Although I have never been brutalized, thank God. I have unfortunately had to fight my way out of more than one extremely inappropriate situation from a man in power who chose to manipulate his role. And its been from the church house to the hen house. So when a woman doesn’t initially report it’s not because it didn’t happen. It happened. It’s been happening FOR YEARS.
Recently with the onslaught of the #MeToo and #TimesUp movement I found out that some men in a news organization that I championed had been guilty of sexual misconduct against women. Learning that this sort of Mad Men behavior was a prominent staple in a news organization that is supposed to be a bastion of 21st Century Millenial progress was DISHEARTENING to say the least.
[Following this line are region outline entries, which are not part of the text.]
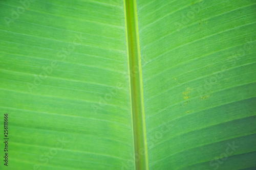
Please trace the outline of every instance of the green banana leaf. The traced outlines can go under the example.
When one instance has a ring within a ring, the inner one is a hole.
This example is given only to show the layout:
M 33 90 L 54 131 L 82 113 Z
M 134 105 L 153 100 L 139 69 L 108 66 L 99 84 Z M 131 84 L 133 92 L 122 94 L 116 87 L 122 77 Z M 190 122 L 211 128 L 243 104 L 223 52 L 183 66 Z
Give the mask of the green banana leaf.
M 0 1 L 0 169 L 256 169 L 255 0 Z

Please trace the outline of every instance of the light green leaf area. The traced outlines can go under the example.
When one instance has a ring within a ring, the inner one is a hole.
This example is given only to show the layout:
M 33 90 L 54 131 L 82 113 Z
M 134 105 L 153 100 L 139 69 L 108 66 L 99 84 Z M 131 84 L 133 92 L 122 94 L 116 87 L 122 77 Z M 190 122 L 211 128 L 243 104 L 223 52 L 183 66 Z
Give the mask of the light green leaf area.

But more than that it echoes the sentiment that I have had since the beginning of this movement: This mindset that men have is systemic of our culture. It is in our movies, our music and our media. How many times have we seen the use of a half naked woman in a commercial to sale a hamburger? And how have these images and messages effected all of us growing up?
The objectification of women has been going on since the beginning of time. And no, it is NOT okay but when we examine this issue we need to also examine our cultural culpability. We must look at it like any other oppressive mindset and begin to restructure the way we teach this new generation of boys and girls. And we as women must also make room for men who desire to do better and learn from previous erroneous mindsets. And no I am not talking about pardoning rapists or abusive men. They must be held accountable for their criminal actions. What I am talking about though, is creating space for a “teaching moment” for decent men who want to learn.
What we have now with our current #MeToo and #TimesUp movement is something productive and wonderful: the empowerment of women voices. However, we also have something counter productive, a growing culture of bitterness, fear and finger pointing. As an African American, I can tell you what we have learned in our pursuit of equality. Bitterness, finger pointing and fear, do not breed lasting change, understanding and education do. And for that the #MeToo and #TimesUp movement need to become more inclusive. We need men as well women in these movements. Just like the Civil Rights Movement needed people from ALL cultures to unite and take a stand against inequality in order to facilitate change...so do the #TimesUp and the #MeTOO movement.
My hope is that we stop demonizing men who may say the wrong thing and instead use it as a teaching moment to educate them so that they can be useful in our cause. Its time for change...its time to move forward to a society where women feel empowered, respected and safe. But to get there we must have understanding and unity.